W. ne fait pas de George W. Bush un saint ni un démon. Seulement un homme en proie à des démons intérieurs, qui trouvera dans le mouvement fondamentaliste Born Again Christian la force de surmonter les épreuves (dont son alcoolisme) et d'accéder à la Maison-Blanche. «J'ai reçu un appel de Dieu», dira-t-il à son pasteur favori, pour expliquer sa mission divine.

Cette foi inébranlable ne lui sera toutefois d'aucun recours contre le plus grand drame de sa vie, celui d'avoir à vivre dans l'ombre de son père, George Bush (James Cromwell), qui lui a toujours reproché ses frasques. «Pour qui te prends-tu? Un Kennedy?» Pour Bush père, c'est son autre fils, Jeb, gouverneur de la Floride, de sept ans le cadet de George, qui était promis au plus bel avenir. W ne l'a jamais pris.

 

Le scénario de Stanley Weiser (Wall Street) accorde une large place à la garde rapprochée du président, au premier rang le vice-président Dick Cheney (Richard Dreyfuss), le sécrétaire à la Défense Donald Rumsfeld (Scott Glenn), la secrétaire d'État Condoleezza Rice (Thandie Newton), le chef d'état-major des armées Colin Powell (Jeffrey Wright), le secrétaire adjoint à la défense Paul Wolfowitz (Dennis Boutsikaris) et son principal conseiller stratégique, Karl Rove (Toby Jones).

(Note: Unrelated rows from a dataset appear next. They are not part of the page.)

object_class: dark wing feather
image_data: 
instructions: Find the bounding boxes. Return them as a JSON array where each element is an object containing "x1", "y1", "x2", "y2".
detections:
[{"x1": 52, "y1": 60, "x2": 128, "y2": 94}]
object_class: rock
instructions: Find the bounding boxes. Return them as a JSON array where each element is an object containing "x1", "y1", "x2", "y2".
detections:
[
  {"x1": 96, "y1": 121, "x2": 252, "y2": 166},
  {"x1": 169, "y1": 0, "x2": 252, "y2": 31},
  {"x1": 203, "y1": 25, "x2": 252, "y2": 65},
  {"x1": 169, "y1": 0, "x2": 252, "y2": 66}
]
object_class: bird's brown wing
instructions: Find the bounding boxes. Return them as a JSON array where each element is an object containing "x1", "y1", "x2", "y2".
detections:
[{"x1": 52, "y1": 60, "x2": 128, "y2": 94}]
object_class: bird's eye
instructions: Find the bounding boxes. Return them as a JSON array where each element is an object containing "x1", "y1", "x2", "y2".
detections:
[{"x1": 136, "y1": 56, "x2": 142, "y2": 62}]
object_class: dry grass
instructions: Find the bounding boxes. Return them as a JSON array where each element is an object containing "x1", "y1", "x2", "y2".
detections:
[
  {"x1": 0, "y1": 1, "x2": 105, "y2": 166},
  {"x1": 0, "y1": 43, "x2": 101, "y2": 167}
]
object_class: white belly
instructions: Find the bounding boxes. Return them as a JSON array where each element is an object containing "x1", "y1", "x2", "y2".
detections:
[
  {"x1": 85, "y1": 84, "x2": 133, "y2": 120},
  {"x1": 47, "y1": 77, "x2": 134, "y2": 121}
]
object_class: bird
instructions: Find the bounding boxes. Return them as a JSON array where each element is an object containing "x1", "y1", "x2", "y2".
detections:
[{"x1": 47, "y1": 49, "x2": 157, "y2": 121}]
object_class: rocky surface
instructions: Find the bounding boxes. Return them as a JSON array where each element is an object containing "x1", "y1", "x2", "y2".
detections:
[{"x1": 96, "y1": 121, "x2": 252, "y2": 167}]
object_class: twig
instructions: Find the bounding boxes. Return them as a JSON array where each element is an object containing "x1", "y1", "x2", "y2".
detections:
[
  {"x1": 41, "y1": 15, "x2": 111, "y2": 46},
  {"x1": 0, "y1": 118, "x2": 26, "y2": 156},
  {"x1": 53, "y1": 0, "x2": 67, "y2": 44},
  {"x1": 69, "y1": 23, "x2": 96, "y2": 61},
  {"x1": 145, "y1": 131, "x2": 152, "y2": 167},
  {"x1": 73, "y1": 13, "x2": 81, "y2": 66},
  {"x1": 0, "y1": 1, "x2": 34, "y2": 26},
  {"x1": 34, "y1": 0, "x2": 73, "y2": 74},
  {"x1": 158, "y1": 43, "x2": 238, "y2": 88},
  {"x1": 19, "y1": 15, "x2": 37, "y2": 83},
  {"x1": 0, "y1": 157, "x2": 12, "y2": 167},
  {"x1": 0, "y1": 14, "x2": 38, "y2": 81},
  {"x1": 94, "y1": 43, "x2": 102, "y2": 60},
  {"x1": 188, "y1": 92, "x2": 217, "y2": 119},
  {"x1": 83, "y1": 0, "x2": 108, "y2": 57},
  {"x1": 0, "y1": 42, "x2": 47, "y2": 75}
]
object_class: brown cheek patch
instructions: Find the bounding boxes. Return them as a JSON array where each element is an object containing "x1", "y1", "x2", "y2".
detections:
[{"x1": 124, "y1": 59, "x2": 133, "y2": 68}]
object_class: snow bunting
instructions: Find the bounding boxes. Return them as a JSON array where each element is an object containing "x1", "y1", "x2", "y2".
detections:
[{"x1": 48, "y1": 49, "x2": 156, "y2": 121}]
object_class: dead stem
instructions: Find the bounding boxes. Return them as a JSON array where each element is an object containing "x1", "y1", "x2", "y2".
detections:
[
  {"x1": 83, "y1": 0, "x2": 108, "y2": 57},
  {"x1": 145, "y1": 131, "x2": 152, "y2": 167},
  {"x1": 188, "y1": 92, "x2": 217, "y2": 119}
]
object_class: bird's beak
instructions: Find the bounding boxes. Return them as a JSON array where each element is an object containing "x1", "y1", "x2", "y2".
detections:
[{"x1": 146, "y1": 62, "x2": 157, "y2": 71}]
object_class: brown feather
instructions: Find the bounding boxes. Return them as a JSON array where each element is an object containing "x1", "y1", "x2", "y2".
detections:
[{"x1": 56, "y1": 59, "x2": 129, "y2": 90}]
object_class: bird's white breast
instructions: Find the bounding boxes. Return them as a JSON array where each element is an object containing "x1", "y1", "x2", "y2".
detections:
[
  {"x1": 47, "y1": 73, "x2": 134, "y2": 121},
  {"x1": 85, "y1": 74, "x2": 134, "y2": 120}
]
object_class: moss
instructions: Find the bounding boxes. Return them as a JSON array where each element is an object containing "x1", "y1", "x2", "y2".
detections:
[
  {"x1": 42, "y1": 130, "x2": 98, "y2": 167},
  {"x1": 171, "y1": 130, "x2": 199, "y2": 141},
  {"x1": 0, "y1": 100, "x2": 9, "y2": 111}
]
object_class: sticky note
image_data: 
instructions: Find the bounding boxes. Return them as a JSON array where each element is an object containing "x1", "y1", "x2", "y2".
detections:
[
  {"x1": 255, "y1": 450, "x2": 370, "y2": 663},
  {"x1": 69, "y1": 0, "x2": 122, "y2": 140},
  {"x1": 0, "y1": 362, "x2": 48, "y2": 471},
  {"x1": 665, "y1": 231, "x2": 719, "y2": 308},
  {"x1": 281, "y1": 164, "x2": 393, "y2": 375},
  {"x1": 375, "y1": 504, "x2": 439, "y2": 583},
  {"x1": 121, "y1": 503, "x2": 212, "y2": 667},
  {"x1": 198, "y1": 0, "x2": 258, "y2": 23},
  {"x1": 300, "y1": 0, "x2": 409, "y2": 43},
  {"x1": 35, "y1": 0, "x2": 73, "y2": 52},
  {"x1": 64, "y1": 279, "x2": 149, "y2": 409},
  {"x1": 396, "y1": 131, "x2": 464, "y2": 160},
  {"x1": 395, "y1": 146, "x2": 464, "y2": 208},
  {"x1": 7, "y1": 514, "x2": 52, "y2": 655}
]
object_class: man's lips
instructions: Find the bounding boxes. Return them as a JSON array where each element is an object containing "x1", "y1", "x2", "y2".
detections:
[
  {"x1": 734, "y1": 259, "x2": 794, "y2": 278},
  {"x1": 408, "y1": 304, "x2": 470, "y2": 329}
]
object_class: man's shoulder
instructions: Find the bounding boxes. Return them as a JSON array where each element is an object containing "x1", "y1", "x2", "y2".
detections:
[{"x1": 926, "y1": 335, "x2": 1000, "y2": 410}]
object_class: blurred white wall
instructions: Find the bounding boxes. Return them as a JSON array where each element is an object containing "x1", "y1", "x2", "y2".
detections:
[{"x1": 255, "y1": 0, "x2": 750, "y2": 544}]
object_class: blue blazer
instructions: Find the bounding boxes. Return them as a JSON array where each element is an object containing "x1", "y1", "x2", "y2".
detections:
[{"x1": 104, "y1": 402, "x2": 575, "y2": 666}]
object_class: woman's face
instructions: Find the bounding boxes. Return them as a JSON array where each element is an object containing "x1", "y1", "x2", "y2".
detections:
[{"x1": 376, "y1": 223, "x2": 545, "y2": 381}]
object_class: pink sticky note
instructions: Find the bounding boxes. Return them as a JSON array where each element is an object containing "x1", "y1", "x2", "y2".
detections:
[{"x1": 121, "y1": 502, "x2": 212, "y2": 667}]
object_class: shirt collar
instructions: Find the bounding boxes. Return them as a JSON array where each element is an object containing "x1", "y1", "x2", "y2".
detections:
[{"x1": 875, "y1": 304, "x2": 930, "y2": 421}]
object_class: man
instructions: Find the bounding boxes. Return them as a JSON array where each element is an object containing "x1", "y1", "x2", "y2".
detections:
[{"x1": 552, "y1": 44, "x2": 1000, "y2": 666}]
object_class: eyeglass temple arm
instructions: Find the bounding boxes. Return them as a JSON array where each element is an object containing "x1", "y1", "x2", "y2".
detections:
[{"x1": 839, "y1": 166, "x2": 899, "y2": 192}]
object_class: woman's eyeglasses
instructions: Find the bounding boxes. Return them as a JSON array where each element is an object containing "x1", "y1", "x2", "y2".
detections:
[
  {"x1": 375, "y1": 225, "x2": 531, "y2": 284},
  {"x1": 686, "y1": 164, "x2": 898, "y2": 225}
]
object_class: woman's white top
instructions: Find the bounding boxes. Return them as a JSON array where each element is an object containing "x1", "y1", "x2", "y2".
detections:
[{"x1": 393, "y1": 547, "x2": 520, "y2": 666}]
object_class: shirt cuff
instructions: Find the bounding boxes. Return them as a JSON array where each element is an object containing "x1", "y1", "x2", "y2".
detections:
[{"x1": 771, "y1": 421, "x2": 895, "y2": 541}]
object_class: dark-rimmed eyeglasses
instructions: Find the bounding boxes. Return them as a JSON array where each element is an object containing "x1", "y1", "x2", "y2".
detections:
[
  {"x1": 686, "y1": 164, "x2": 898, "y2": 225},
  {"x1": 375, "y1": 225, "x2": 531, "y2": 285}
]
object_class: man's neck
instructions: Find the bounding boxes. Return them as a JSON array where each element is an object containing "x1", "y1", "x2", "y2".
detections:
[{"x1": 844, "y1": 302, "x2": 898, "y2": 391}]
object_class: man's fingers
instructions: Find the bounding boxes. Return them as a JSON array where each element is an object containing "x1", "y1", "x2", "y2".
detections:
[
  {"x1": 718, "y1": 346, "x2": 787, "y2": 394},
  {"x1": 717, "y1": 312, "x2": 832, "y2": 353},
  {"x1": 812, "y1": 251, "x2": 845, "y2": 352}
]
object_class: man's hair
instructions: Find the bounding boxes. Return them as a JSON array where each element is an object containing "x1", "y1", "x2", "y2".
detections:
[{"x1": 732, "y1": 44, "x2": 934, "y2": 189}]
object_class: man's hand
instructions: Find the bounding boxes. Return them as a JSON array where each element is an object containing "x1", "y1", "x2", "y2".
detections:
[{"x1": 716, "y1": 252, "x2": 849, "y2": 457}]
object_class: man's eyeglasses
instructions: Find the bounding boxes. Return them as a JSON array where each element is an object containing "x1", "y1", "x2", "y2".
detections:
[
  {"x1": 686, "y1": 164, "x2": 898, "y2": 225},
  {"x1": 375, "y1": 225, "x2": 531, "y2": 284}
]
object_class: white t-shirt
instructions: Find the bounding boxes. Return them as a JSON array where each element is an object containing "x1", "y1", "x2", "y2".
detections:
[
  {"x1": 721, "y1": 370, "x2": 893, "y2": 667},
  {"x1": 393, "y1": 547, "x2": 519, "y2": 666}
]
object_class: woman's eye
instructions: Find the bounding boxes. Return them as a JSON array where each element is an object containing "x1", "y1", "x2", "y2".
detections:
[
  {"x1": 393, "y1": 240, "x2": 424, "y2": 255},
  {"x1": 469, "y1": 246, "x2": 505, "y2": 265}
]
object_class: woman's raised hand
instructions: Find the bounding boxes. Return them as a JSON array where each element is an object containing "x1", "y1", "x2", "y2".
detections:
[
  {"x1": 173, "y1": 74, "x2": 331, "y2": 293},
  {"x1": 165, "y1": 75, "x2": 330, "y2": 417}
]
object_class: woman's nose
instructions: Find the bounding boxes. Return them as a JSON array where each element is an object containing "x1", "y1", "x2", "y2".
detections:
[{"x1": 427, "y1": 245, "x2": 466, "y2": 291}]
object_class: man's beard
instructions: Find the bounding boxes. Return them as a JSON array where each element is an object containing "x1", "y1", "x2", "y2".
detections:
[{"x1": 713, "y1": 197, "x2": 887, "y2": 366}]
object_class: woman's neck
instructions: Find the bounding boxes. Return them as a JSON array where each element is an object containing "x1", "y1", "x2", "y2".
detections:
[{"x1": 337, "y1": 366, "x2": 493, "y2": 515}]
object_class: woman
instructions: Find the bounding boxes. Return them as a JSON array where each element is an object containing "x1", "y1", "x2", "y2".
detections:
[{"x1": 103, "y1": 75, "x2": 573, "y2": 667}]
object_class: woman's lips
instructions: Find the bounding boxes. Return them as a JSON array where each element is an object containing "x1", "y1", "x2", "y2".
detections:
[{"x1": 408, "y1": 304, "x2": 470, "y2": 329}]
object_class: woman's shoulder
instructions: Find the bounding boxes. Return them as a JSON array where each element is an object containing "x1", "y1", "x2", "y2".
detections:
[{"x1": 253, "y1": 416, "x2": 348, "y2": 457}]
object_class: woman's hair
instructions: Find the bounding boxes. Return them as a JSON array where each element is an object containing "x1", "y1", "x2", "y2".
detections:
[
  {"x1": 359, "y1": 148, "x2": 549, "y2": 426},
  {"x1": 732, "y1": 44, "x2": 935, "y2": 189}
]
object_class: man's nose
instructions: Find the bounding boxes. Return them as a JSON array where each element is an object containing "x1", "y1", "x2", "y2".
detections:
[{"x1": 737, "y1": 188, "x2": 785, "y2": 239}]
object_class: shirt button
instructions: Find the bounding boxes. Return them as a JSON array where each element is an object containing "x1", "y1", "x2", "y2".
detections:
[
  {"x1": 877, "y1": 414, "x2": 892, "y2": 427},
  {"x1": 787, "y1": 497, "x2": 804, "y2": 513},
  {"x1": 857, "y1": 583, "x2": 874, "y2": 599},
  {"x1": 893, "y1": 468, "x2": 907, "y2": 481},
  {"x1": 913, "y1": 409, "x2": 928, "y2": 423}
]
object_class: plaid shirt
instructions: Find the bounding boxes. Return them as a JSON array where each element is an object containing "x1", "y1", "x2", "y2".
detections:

Ces personnages occupent le haut du pavé, à l'occasion de longues séquences où l'état-major américain discute de l'invasion de l'Irak et des armes de destruction massive supposément détenues par Saddam Hussein. Stone démontre clairement les rôles opposés joués par la colombe Powell et l'aigle Cheney. L'agenda caché de l'administration Bush est on ne peut plus clair : envahir l'Irak pour mettre la main sur les immenses réserves de pétrole du Moyen-Orient. Rien qu'on ne savait déjà. «Il n'y a pas de solution pour se sortir de l'Irak. Nous sommes là pour y rester», lance même Cheney.

W. est éloquent dans ce qu'il montre, mais aussi dans ce qu'il ne montre pas. Aucune allusion sur l'élection controversée de W. Bush en Floride, avec l'aide de son frère Jeb, qui lui a permis de battre Al Gore. À l'inverse, on se demande pourquoi Stone a tenu à montrer l'anecdote où il s'étouffe avec un bretzel, en regardant un match de football. Difficile de résumer une vie et deux mandats d'un président aussi controversé en deux heures, mais les choix de Stone sont pour le moins sujets à caution.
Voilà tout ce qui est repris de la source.